The abstract syntax tree (AST) is a tree representation of the source code. It is used to represent the structure of the code in a way that is easy to manipulate and analyze. The AST is created by the parser, which reads the source code and generates a tree of nodes that represent the different parts of the code.

flowchart TD
    A[Program] --> B[ClassDecl]
    A --> C[MainClass]
    C --> Sout[System.out.println]
    Sout --> Hello["Hello, World!"]
    B --> E[VarDecl]
    B --> F[MethodDecl]
    F --> J[Statement]
    J --> K[Exp]

Nodes

The nodes of the AST represent the different elements of the source code, such as statements, expressions, and declarations. Each node has a specific type and contains information about the code it represents. For example, a node representing an assignment statement might contain information about the variable being assigned to and the value being assigned.

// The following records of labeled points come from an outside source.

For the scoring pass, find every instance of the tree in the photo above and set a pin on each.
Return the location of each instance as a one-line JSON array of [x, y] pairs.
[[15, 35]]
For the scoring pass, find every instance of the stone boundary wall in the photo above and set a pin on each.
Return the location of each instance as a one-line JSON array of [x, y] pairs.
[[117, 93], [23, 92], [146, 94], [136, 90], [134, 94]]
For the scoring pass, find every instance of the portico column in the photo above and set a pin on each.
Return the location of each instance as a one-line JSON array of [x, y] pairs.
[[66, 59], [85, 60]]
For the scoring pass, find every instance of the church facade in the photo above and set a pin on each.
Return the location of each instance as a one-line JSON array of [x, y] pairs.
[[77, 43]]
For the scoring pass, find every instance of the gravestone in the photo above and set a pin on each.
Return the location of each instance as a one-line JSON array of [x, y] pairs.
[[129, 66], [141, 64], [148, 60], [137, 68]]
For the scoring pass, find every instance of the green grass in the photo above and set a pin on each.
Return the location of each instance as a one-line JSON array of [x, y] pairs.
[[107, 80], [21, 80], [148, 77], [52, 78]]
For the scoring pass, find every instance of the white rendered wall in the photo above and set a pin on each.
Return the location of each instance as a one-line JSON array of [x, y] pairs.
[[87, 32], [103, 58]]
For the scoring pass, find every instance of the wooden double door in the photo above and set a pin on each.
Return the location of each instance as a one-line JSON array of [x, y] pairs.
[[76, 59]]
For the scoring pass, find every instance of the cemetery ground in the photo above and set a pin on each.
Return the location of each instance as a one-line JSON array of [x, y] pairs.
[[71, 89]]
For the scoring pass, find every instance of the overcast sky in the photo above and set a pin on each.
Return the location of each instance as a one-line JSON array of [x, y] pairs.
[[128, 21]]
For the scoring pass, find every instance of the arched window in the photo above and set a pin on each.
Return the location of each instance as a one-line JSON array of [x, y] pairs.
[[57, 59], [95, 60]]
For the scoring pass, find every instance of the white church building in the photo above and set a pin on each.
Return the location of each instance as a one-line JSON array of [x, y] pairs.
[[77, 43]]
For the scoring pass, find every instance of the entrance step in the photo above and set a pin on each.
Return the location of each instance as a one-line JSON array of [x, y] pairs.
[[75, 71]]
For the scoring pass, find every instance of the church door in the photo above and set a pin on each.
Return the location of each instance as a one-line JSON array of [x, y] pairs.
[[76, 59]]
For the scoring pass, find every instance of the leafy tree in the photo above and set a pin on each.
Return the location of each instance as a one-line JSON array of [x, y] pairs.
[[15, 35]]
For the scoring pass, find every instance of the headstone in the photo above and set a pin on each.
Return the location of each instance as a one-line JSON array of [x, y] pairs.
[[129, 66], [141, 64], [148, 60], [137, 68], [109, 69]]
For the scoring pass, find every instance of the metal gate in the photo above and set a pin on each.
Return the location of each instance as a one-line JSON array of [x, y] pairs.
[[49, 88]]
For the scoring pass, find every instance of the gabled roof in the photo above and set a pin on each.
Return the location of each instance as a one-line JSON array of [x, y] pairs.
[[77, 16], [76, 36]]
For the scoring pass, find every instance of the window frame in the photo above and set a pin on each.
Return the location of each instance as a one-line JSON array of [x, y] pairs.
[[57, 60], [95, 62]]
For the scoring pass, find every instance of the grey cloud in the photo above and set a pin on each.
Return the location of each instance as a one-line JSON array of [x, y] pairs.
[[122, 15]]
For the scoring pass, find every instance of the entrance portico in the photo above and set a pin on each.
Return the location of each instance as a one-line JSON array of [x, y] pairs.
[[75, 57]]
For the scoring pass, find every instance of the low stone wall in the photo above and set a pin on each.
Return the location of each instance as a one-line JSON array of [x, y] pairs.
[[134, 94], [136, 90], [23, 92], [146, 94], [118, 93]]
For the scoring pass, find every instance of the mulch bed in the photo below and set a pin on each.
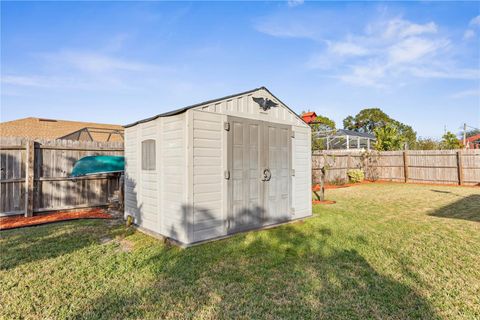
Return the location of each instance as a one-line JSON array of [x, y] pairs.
[[21, 221]]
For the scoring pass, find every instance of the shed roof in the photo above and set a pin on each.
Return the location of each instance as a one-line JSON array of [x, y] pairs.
[[181, 110]]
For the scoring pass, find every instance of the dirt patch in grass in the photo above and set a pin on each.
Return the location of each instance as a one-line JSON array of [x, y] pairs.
[[323, 202], [21, 221]]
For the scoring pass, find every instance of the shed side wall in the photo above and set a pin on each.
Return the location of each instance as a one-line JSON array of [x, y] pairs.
[[302, 181], [148, 190], [208, 180], [131, 171], [175, 210]]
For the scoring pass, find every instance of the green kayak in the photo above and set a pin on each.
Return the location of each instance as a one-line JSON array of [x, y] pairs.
[[98, 165]]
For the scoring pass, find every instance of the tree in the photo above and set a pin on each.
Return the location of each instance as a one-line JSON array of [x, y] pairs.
[[321, 124], [450, 141], [367, 120], [388, 138]]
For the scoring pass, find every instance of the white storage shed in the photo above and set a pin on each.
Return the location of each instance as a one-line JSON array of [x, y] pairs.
[[218, 167]]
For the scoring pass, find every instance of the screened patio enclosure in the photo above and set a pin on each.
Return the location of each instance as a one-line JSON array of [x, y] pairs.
[[345, 139]]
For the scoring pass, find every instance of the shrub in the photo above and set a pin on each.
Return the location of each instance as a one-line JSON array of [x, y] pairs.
[[337, 181], [355, 175]]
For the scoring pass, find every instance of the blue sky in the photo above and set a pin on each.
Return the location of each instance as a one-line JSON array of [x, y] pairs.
[[117, 62]]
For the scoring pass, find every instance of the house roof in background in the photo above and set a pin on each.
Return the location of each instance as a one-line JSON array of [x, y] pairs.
[[39, 128]]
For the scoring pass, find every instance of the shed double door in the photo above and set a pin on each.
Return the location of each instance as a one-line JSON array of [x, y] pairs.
[[259, 170]]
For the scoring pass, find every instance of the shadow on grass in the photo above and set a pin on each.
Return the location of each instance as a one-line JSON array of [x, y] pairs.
[[467, 208], [48, 241], [279, 273]]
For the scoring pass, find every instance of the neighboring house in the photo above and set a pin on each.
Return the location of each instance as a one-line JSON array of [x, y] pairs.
[[39, 128], [472, 142]]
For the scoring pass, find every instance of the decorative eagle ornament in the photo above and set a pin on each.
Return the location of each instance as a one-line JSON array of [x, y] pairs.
[[265, 103]]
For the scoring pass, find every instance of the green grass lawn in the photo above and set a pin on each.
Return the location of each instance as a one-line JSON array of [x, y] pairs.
[[384, 251]]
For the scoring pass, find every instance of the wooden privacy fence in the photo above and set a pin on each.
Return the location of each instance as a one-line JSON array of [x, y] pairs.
[[421, 166], [35, 175]]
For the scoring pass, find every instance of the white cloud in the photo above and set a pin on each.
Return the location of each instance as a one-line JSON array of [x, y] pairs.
[[398, 28], [294, 3], [89, 70], [289, 29], [468, 34], [475, 21], [370, 75], [94, 62], [347, 49], [466, 93], [390, 52], [412, 49]]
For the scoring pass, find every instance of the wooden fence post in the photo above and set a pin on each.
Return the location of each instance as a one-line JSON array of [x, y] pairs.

// Abstract base class for all AST nodes
public abstract class Node {
    public abstract <T> T accept(Visitor<T> v);
}
// Example of a node representing an assignment statement
public class Assign extends Statement {
    private Identifier identifier;
    private Expression value;

    @Override
    public <T> T accept(Visitor<T> v) {
        return v.visit(this);
    }
}

Generic Type T is used to allow the visitor to return different types of values depending on the operation being

Visitors

Each node in the AST has an accept method that takes a visitor as an argument. The visitor is an interface that defines methods for each type of node in the AST. When the accept method is called on a node, it calls the appropriate method on the visitor, passing itself as an argument. This allows the visitor to perform operations on the node and its children.

// Visitor interface
public interface Visitor<T> {
    T visit(Assign assign);
    T visit(Identifier identifier);
    T visit(Expression expression);
    { ... }
}

Orthogonal directions of modularity.

The visitor pattern allows for orthogonal directions of modularity. This means that the code that defines the nodes of the AST is separate from the code that defines the operations that can be performed on the nodes. This separation makes it easy to add new operations to the AST without modifying the existing code.

Examples of operations that can be performed on the AST include type checking, table of symbols and mermaid printer, code generation, and optimization(like llvm).